In few places do such diverse worlds come together, especially when they pay their own way. According to coalition founder and director Diane Sollee, even famous speakers like John Gray (Men Are from Mars, Women Are from Venus) come at their own expense. It makes for an optimistic, activistic, but fragile coalition. To keep the peace, ideological arguments are kept to a minimum. Gay marriage, for example, was little addressed, except to acknowledge that the subject could split the group.
Yet Smart Marriages leaders share a consensus that permeates almost every presentation:
- Lifelong, healthy marriage is good—the only way for most people to fulfill their deeply felt hopes for love and family, and the optimal way to raise healthy children.
- Divorce is extremely bad for children, as is angry parental conflict.
- Hostile, "get-it-all-out" communication destroys marriages.
- Living together before marriage leads to increased divorce.
- Marriage education, often done by nonprofessionals, can help many marriages survive and thrive. Premarital preparation (including tests to identify areas where couples need work), classes for married couples, and marriage mentoring are some of the many practical approaches offered.
The good news from Smart Marriages is that Christians are not alone in caring about marriage. A broad coalition recognizes that the church makes a natural vehicle for marriage education, since most marriages still begin in church. Many Smart Marriages leaders have taken their lumps for supporting marriage in psychological, social-service, or academic settings. They're eager to join forces.
Doubting the Approach
One friend, having perused the Smart Marriages program, wrote me a thoughtful rant questioning its value.
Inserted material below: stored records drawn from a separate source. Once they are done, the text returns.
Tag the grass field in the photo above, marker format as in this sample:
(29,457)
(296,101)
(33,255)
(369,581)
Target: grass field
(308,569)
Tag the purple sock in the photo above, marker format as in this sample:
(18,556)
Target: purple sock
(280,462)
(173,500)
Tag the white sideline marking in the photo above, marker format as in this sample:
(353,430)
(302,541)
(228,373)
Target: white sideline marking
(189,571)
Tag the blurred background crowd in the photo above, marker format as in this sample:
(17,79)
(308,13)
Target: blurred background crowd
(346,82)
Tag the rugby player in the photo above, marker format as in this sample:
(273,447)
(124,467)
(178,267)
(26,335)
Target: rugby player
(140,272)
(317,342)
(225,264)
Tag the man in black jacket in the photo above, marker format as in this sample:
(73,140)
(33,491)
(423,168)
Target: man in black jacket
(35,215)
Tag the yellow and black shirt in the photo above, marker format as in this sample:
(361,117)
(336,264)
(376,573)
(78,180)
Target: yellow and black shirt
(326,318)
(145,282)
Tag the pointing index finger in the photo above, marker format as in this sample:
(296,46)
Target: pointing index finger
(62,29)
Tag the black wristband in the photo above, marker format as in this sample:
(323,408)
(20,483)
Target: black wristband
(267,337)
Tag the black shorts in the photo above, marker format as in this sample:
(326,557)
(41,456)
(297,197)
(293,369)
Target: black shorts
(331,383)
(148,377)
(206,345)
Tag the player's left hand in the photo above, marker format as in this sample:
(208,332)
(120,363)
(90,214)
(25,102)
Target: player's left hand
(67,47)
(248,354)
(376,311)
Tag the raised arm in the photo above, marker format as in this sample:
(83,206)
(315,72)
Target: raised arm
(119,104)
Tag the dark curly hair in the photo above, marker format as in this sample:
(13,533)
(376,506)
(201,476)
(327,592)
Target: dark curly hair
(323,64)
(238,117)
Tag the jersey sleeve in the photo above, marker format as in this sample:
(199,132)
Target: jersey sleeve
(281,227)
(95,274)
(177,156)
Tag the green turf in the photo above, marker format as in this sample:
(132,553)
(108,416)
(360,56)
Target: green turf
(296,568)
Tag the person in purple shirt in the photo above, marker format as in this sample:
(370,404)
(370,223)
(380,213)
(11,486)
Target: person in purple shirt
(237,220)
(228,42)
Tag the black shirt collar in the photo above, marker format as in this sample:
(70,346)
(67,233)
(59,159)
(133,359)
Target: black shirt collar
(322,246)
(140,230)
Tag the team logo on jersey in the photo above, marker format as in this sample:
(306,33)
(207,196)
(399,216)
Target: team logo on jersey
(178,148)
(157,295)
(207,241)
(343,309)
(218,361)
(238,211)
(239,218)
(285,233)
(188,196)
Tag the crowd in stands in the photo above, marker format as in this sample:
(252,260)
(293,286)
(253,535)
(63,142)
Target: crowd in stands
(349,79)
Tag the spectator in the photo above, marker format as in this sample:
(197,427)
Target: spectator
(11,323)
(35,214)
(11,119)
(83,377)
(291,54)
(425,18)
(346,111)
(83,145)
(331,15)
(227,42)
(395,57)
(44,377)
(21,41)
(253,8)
Some excerpts:
I have limited confidence in the ability of education to help marriages. Most couples enter into marriage so much more relationally savvy than ever before in history. … All of my close friends who have been divorced—some of them psychologists and trained marriage counselors!—every one of them knew a great deal about the ins and outs of relationships. They all bailed because they were no longer getting fulfilled in marriage. I fail to see how a little more education is going to help.